Germany’s dirty little coal secret – by Tom Morton (Australian Broadcasting Corp. – September 14, 2016)

http://www.abc.net.au/

Germany’s reputation as a pioneer of clean, green energy seems a far cry from the reality on the ground in the village of Atterwasch. It’s been called one of the greatest social experiments in German history, comparable with the process of reunification after the fall of the Berlin Wall.

That social experiment — known as Energiewende, or “energy transition” — is a living reality in the centuries-old village of Atterwasch, in the eastern German region of Lusatia, close to the Polish border.

Next to the village church, which dates back to 1294, the rectory roof sports an impressive rack of solar panels. The solar array recently won an “Ecumenical Environmental Award” from the Ecumenical Council of Berlin-Brandenburg.

Wind turbines turn over the low hills that rise above the village, and the surrounding countryside is dotted with small-scale wind farms and solar parks amidst fields of maize, apple orchards, and vineyards.

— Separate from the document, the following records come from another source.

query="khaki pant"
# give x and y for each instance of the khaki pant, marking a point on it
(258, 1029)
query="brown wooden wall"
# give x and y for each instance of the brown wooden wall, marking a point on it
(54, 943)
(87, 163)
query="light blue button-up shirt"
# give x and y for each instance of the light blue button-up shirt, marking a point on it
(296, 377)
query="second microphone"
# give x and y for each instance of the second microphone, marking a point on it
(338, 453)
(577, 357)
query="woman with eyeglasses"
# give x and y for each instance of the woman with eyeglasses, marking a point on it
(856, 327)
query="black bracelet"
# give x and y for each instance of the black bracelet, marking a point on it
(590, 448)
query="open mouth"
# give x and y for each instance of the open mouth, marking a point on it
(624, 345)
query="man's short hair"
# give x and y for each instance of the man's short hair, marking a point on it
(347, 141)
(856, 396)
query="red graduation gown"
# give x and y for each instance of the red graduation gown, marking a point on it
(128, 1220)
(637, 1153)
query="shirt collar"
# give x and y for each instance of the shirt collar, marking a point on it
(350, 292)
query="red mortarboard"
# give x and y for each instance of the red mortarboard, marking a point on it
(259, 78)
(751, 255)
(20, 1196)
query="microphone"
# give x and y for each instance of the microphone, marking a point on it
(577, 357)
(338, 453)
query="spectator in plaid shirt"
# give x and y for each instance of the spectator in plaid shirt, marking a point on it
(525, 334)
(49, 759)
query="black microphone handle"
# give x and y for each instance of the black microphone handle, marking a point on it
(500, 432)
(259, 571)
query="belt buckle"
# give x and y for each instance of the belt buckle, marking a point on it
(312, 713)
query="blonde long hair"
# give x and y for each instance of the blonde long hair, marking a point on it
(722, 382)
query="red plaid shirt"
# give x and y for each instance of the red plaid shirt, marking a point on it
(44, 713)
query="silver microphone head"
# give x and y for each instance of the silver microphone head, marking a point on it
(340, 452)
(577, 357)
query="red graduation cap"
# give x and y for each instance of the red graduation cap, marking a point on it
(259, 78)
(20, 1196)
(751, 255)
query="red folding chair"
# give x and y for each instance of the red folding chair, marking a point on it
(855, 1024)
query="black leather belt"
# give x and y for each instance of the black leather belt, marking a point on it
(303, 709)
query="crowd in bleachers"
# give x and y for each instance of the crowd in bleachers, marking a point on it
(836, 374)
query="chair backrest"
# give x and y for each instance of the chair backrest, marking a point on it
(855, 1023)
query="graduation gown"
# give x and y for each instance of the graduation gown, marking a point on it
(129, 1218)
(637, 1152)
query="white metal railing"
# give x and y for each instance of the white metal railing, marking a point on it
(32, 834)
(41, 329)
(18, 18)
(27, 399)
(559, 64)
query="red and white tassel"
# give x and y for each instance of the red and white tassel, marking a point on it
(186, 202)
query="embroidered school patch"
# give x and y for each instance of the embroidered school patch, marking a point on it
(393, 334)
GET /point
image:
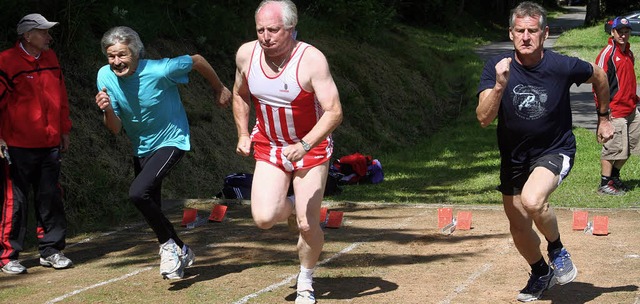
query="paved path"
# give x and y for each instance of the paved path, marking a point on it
(582, 104)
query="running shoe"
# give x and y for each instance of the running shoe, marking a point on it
(170, 260)
(14, 267)
(565, 271)
(305, 297)
(57, 261)
(536, 286)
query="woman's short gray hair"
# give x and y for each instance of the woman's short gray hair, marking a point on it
(124, 35)
(289, 12)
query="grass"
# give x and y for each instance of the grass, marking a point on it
(460, 163)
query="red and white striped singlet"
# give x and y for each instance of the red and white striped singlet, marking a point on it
(285, 113)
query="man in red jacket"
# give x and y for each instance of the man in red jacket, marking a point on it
(34, 130)
(617, 60)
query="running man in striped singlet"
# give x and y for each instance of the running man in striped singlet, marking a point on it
(297, 107)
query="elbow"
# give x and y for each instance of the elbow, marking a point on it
(484, 122)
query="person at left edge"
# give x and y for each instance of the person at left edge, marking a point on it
(34, 130)
(141, 96)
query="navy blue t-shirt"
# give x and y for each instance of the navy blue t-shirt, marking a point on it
(535, 112)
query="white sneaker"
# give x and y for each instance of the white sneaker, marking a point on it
(170, 260)
(188, 257)
(305, 297)
(57, 261)
(14, 267)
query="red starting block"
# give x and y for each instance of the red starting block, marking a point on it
(464, 220)
(189, 215)
(600, 225)
(445, 217)
(335, 219)
(323, 215)
(217, 213)
(580, 220)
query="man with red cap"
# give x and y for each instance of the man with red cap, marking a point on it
(34, 131)
(617, 60)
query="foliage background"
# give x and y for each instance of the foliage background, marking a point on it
(403, 68)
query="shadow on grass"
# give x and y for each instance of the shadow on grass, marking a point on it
(579, 292)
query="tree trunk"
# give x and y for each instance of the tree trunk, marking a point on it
(593, 12)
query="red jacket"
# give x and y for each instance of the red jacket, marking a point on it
(622, 78)
(34, 108)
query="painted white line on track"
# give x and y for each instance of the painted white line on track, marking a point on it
(290, 278)
(470, 280)
(75, 292)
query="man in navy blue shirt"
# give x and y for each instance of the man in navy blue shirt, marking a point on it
(528, 90)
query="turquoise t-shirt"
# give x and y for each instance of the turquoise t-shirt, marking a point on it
(149, 105)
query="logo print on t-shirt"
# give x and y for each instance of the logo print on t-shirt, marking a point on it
(285, 88)
(529, 101)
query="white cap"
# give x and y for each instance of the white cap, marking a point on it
(33, 21)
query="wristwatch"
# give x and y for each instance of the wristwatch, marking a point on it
(305, 146)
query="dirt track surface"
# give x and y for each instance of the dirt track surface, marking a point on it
(381, 254)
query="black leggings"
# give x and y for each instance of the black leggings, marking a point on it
(146, 189)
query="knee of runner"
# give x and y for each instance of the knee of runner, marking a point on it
(533, 205)
(136, 197)
(263, 223)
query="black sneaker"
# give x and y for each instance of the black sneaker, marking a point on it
(610, 189)
(536, 286)
(619, 184)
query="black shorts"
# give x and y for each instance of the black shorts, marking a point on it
(514, 176)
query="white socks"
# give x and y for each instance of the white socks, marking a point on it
(305, 279)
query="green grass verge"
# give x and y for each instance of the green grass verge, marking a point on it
(460, 163)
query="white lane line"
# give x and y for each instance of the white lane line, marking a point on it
(474, 276)
(75, 292)
(290, 278)
(470, 280)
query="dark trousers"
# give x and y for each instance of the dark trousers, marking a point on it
(37, 170)
(146, 189)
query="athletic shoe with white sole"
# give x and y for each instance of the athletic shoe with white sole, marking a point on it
(57, 261)
(14, 267)
(536, 286)
(565, 271)
(305, 297)
(188, 257)
(170, 260)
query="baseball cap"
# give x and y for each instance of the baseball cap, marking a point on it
(33, 21)
(620, 22)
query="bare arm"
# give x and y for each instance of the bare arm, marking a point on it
(489, 99)
(202, 66)
(601, 88)
(315, 76)
(241, 101)
(111, 120)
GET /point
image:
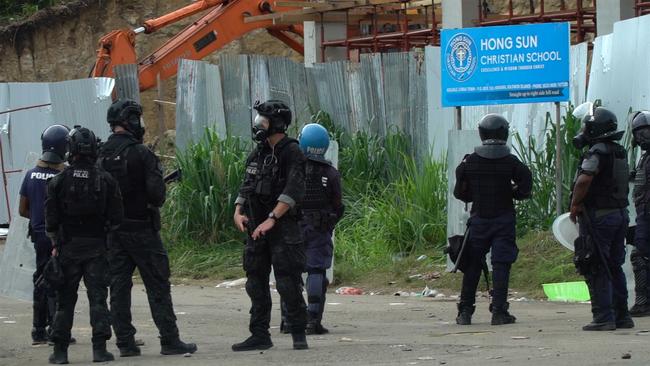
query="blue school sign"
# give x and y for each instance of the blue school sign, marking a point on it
(503, 65)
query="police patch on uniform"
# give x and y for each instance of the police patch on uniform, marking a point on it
(80, 174)
(252, 169)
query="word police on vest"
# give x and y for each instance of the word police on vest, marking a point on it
(80, 174)
(41, 176)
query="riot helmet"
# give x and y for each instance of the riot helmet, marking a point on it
(128, 114)
(273, 116)
(314, 140)
(493, 129)
(601, 125)
(641, 129)
(55, 144)
(82, 143)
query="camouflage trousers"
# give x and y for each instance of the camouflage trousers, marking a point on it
(142, 249)
(93, 270)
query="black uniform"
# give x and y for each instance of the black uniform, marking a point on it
(272, 176)
(485, 179)
(82, 203)
(137, 243)
(606, 206)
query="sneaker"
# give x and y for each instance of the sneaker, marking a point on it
(253, 343)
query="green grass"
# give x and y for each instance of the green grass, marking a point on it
(395, 212)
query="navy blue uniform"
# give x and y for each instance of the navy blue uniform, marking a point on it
(487, 182)
(34, 189)
(83, 204)
(606, 206)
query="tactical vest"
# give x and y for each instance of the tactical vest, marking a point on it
(117, 159)
(83, 199)
(316, 184)
(490, 184)
(641, 191)
(610, 188)
(114, 160)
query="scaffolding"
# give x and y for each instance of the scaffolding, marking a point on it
(641, 7)
(582, 18)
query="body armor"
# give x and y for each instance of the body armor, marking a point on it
(641, 191)
(490, 185)
(317, 205)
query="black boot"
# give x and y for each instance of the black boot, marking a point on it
(623, 318)
(599, 326)
(100, 354)
(299, 340)
(128, 348)
(253, 343)
(176, 347)
(314, 325)
(465, 313)
(285, 327)
(39, 336)
(501, 316)
(59, 355)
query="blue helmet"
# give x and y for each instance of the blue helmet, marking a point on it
(54, 142)
(314, 140)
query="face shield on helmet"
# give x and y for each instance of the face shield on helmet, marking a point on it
(260, 128)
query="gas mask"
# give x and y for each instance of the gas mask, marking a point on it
(135, 125)
(580, 141)
(260, 129)
(642, 138)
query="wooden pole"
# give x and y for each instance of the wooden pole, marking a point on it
(160, 110)
(558, 160)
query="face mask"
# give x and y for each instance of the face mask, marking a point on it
(642, 138)
(580, 141)
(260, 128)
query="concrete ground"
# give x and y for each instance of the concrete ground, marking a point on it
(365, 330)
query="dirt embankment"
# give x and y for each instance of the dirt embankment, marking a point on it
(60, 43)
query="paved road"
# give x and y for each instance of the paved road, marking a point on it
(366, 330)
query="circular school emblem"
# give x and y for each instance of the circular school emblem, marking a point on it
(460, 57)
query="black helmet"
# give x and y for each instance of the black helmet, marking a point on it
(277, 112)
(641, 119)
(493, 129)
(126, 113)
(82, 142)
(601, 125)
(54, 141)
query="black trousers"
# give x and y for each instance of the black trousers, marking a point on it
(283, 249)
(93, 270)
(143, 250)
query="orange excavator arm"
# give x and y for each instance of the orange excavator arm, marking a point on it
(221, 25)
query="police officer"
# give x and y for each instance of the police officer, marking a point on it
(32, 206)
(599, 201)
(137, 243)
(322, 208)
(266, 206)
(486, 178)
(641, 193)
(82, 204)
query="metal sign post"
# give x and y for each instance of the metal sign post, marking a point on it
(558, 160)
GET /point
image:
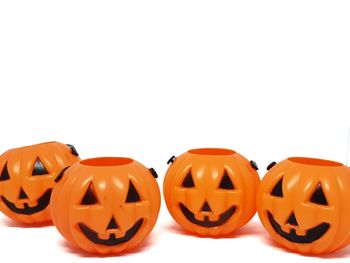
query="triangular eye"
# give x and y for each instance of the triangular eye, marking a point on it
(133, 196)
(277, 190)
(188, 181)
(39, 168)
(318, 196)
(226, 182)
(4, 174)
(90, 196)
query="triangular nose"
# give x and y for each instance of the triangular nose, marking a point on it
(112, 224)
(206, 207)
(292, 220)
(22, 194)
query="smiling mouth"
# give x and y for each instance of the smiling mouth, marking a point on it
(223, 218)
(112, 240)
(312, 234)
(43, 202)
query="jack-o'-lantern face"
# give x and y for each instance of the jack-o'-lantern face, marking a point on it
(211, 191)
(206, 216)
(302, 203)
(111, 234)
(106, 205)
(27, 177)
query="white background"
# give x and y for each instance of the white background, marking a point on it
(149, 79)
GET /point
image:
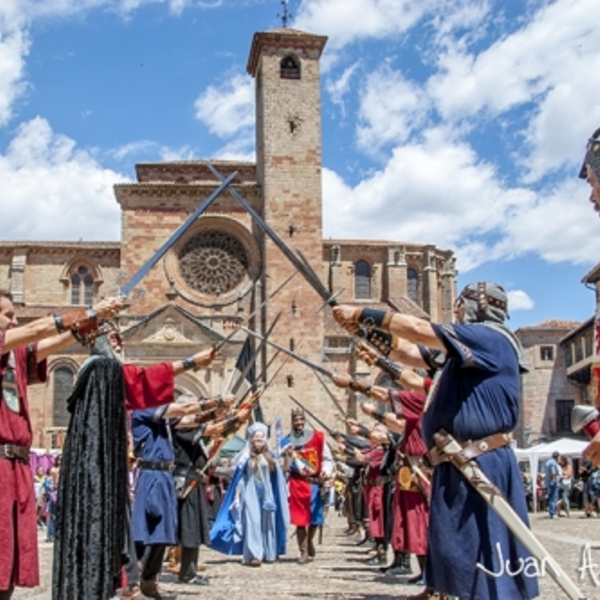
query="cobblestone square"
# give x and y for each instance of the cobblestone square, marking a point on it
(340, 570)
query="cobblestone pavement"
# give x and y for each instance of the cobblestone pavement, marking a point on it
(340, 572)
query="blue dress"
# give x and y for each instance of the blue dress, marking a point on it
(476, 395)
(154, 512)
(254, 516)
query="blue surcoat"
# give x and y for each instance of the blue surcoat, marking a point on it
(155, 503)
(476, 395)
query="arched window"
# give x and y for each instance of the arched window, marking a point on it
(413, 285)
(289, 68)
(63, 386)
(362, 280)
(82, 285)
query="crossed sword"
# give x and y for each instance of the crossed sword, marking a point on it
(471, 470)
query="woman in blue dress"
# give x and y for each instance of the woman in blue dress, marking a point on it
(254, 515)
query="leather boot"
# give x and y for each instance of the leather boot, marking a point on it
(302, 536)
(311, 545)
(380, 557)
(400, 564)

The “energy transition” is an ambitious set of policy measures introduced by Angela Merkel’s government in 2011. In the short term, Germany aims to generate 35 per cent of its electricity from renewables by 2020.

By 2050, that figure will reach 80 per cent, and according to Felix Christian Matthes, of the Institute of Applied Ecology in Berlin, Europe’s largest economy will be approaching full decarbonisation.Germany seems well on track to reaching that target. Already, 30 per cent of its electricity comes from renewables.

But the energy transition has a dirty secret. Renewables have been so successful that the only energy source that is still cheaper is brown coal. Since 2007, Atterwasch and four other villages have been facing demolition to make way for new open-cut brown coal mining operations in Lusatia.